Schematic of the linking strand attached to a DNA-stabilized silver cluster hybridizing onto the complementary docking strand of a DNA nanotube.

Schematic of the linking strand attached to a DNA-stabilized silver cluster hybridizing onto the complementary docking strand of a DNA nanotube.

Materialistically, society perceives the element silver second only to gold, however silver wins the favor of engineers, who take advantage of its unique conduction properties of heat and electrical current. A group of UC Santa Barbara researchers are applying silver’s behavior at the nanoscale for purposes of biomedical imaging, proving that even a small amount of silver is worth more than one may think.

Specifically, Dr. Beth Gwinn and her research team stabilize silver clusters with biopolymers such as DNA and RNA, and utilize the optical properties of these nanoparticles for biomedical applications. The group’s most recent research can be found in the April 2015 issue of ACS Nano.

As the size of metal clusters shrink down to just a few tens of atoms, these metal clusters can become fluorescent, allowing them to emit light when they are energetically excited. Silver is special in that its light emission is especially bright due to its electronic properties. Other metals such as gold and copper yield less of a vivid fluorescence, which is why Gwinn’s team primarily focuses their research on silver.

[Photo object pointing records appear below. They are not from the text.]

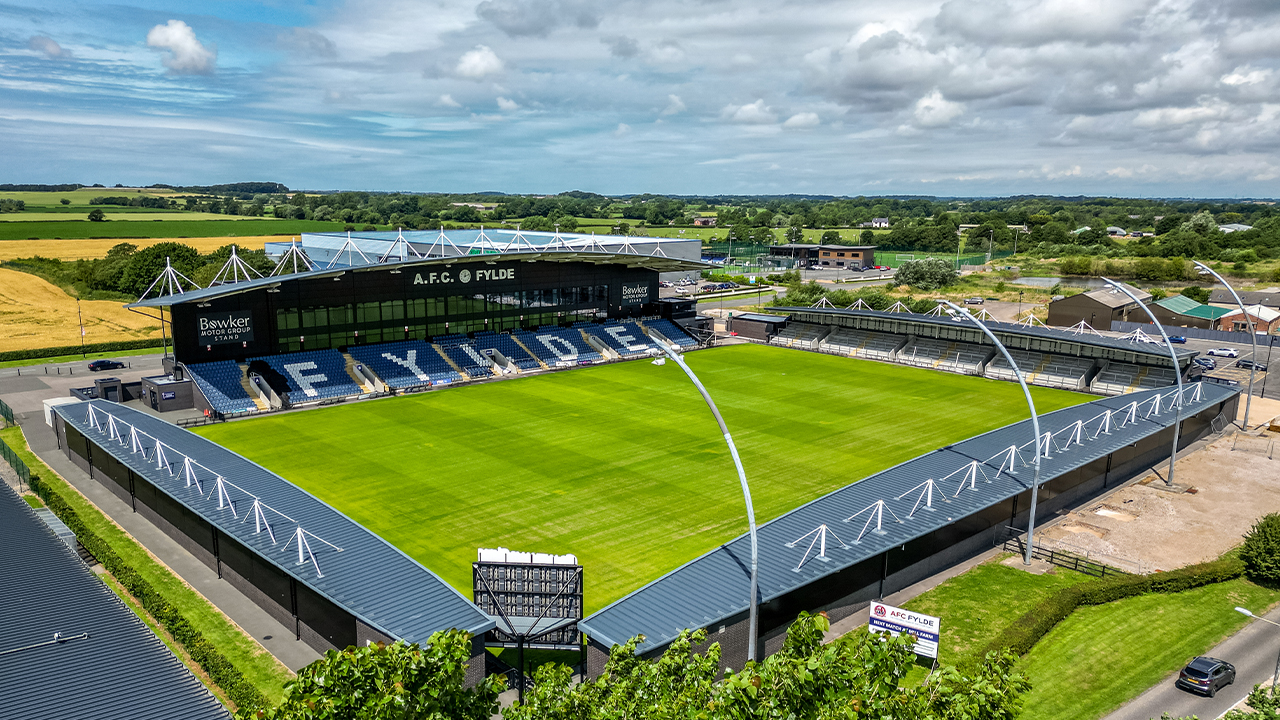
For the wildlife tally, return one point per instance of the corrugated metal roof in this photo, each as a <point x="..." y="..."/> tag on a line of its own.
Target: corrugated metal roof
<point x="1159" y="352"/>
<point x="369" y="578"/>
<point x="716" y="586"/>
<point x="120" y="670"/>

Using a nanoscale breadboard, a structural base for particle deposition in order to test photonics and electronics, the researchers arranged silver nanoclusters at precise locations to yield the desired fluorescent markers.

“Our DNA breadboard design is inspired by the field of DNA nanotechnology, which uses the natural base-pairing of DNA in order to engineer new nanomaterials,” Stacy Copp said, a graduate student in UCSB’s Department of Physics and the lead author of the study. “We have exploited DNA nanotechnology to place silver clusters at precise locations just seven nanometers apart on such a DNA breadboard.”

(from left): Co-authors, Steven Swasey, Beth Gwinn, and Stacy Copp

(from left): Co-authors, Steven Swasey, Beth Gwinn, and Stacy Copp

Achieving a uniform organization and distribution of nanoparticles for this type of array is a difficult task, but with a ligand like DNA to select for specific metal clusters, researchers can more precisely control the size and shape of the cluster assemblies at an atomic level.

“This is a remarkable degree of control that is promising for realizing new types of nanoscale photonics,” Gwinn said, principal investigator of the lab and a professor in the Department of Physics.

Designing photonic arrays that self-assemble require researchers to specifically program the positions of the clusters. In order to manipulate the silver clusters, the team engineered a ‘docking’ DNA strand that embedded itself within DNA nanotube, and a ‘linker’ strand that was fused to the cluster, forming the basis to the experiment’s design scaffold. These DNA-stabilized silver clusters could then be directed to hybridize, or bind, specifically to the complementary docking strand hanging from the DNA nanotube.

Silver’s fluorescent abilities encompass a large range of wavelengths within the electromagnetic spectrum, from visible light to infrared. Members of the Gwinn group were able to fine tune their silver clusters so that different colors are discernable on their breadboard design. By changing the sequences of DNA that they use, the researchers can manipulate the size and color of the silver cluster that they make.

“This sequence tenability of silver cluster color is unique to DNA-stabilized silver clusters and provides us with a whole range of cluster colors,” Copp said. “In the process of studying DNA-stabilized silver clusters, we are also learning more about how silver itself interacts with DNA.”

In addition to its effectiveness in sensing and logic devices, silver has long been used as an antibiotic agent, which suggests that the element’s usefulness in biomedical research and therapeutics will increase exponentially in the coming years.

Although silver has already proven to be an efficient candidate for metal cluster photonics on DNA nanostructures, researchers from the Gwinn lab hope to explore other alternatives.

“There are still many metals that we and others have not tried to make clusters with,” Copp said. “We are planning to investigate some of these in the future.”